The most obvious disconnect between the audience and the characters in Severance’s Season 2 premiere is that for them it has only been few a seconds since we left, and for us it has been almost three years. That whiplash-inducing quality is very much acknowledged in Episode 1, “Hello, Ms. Cobel”, despite the macrodata refinement crew reuniting to discuss what happened, in their view, only moments before.
It makes for a genius opening sequence in which Mark S, frantic from his last-minute discovery that Ms. Casey is his outie’s dead wife, discovers not only that the wellness department is now completely missing but that Mr. Milchick has taken over as the head of the Severance department and his macrodata team has been replaced by a new trio of more compliant innies. The knowing “It’s been a minute” line is for the audience’s benefit, not Mark’s.
Already, Season 2 of Severance is dealing with a completely different premise. Thanks to Mark and his team triggering the overtime contingency and allowing their severed personas moments of lucidity in the outside world, Lumon can’t exactly proceed as if none of this happened. But they have to retain some kind of normalcy, which mostly manifests as Milchick acknowledging changes without explaining them, allowing Mark – and the audience – to ponder why Ms. Cobel is no longer with the company, why certain departments are missing, why a child named Miss Huang has taken on Milchick’s former supervisor role, and what can possibly be done about all of these things.
This is obviously the hook of Episode 1. It’s an overload of information with a thousand unanswered attendant questions delivered through the new lens of Lumon blending bits of truth from the outside world with the carefully managed façade of Lumon’s Severance floor. Neither the macrodata team nor the audience have any idea what’s true and what isn’t; whether the guys really are the new face of severance reform, which is reiterated by The Kier Chronicle and then, later, a Claymation propaganda video detailing how the Macrodata Uprising led to countless “positive” – but largely horrifying – changes.
In a very clever touch “Hello, Ms. Cobel” keeps the perspective rooted entirely on the Severance floor. When Mark’s shift ends, we catch back up with him when he returns to work, because it’s obviously an extremely compelling question why his outie would keep coming back despite, or so he’s told, all of his former colleagues having decided not to. And it’s clear immediately in Episode 1 that Severance Season 2 is not interested in answering very many questions this early on.

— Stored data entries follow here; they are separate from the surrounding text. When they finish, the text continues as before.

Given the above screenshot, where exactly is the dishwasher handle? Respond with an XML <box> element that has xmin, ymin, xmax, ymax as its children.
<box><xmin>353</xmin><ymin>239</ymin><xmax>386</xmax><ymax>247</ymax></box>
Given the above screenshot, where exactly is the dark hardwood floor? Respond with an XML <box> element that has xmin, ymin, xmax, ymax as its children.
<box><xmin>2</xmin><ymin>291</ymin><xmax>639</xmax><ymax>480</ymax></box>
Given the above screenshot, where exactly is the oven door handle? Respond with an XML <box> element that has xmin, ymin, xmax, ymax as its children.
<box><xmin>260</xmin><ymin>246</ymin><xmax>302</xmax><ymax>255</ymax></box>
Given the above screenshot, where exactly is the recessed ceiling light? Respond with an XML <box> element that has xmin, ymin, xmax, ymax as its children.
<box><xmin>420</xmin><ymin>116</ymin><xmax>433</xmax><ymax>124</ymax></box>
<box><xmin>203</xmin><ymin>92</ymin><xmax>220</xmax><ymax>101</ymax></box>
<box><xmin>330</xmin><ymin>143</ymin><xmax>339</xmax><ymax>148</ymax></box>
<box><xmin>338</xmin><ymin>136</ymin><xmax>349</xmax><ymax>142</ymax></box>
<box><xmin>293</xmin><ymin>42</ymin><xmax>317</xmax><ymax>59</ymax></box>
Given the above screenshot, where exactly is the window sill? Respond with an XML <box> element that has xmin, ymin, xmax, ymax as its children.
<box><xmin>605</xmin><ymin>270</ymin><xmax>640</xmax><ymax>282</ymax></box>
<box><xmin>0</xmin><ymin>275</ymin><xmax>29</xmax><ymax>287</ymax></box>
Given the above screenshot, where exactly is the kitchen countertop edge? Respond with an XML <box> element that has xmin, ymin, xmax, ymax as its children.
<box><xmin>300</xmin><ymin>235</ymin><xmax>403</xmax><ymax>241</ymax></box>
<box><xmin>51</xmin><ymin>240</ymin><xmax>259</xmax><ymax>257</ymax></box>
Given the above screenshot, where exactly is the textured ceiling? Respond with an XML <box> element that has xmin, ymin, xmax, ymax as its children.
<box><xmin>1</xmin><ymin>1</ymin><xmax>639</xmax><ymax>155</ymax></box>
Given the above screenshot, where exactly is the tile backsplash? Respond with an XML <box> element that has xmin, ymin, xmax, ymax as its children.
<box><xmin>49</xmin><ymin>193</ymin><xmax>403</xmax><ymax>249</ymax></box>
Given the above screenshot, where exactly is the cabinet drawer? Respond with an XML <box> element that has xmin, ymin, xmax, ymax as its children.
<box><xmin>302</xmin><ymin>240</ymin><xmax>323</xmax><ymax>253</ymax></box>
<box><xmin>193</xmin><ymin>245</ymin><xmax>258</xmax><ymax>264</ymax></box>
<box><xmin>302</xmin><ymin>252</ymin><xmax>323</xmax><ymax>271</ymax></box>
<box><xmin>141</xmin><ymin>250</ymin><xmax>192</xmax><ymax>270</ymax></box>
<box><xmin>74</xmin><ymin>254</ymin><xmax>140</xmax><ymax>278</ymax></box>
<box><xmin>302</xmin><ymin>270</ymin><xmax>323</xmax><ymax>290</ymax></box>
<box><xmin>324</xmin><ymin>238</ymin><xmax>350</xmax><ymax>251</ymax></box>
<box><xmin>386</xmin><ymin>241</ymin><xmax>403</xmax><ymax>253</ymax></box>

Instead, a fair amount of time is spent on introductions to the new crew – Mark W. (Bob Balaban – The French Dispatch, Condor), Gwendolyn Y. (Alia Shawkat, who seems to be cropping up in everything since her great work in The Old Man; she also voices the alien owl in Star Wars: Skeleton Crew), an Italian guy credited simply as “Italian Employee” and played by Stefano Carannante, and, perhaps most intriguingly of all, Miss Huang.
Mark S wastes no time in trying to sabotage his new employees. He isn’t playing a long game, pretending he’s totally onboard with the new status quo; he’s openly rebellious from minute one, which is another smart decision since it fast-tracks the return of his previous team and gives the option Milchick provides them, whether to remain here or leave, a bit more urgency, since we know they’re all well-aware of the things they saw and heard when they woke up in the outside world.
It’s testament to the brilliance of Severance, which doesn’t seem to have been lost in Season 2, that there’s so much character and emotion bundled up in how everyone deals with this. Mark is open about everything, especially about Ms. Casey being his apparently dead wife (though he elects not to mention what Milchick told him earlier about Ms. Cobel having apparently been fired for trying to get both innie and outie versions of Mark in a throuple.) Helly makes up a cover story rather than reveal she’s really an Eagan. But Irving struggles the most.
Irving, you’ll recall, discovered that outie Burt was already in a relationship with another man, and this has torpedoed his entire worldview. It’s up to Dylan, of all people, to sensitively talk him around, and this is a great, low-key scene that imbues the very strange proceedings with real human heart. It’ll be a real shame when poor Dylan inevitably discovers that Milchick’s plans for an outie visitation suite where his innie can see his outie family is a ruse.
Needless to say, the macrodata team get right back to work, though with the intention of continuing to figure out what’s going on, where Ms. Casey is, and how everything is connected. After such a long wait to catch back up with them, we should have expected nothing less.
And Another Thing…
Here are some more details from Severance Season 2, Episode 1 that didn’t fit into the main recap:
- While he’s looking for the wellness department, Mark is being monitored by an unidentified man who’s watching him from the hallway.
- Irving tells Dylan that his outie self has obsessively painted images of what we know to be the testing floor, but he doesn’t recall its specifics. So, we know that Irving has presumably been taken to the testing floor at some point, but he can’t remember it. The last person we saw being taken there, in case you need a refresher, was Ms. Casey. So, this is gonna be pretty important.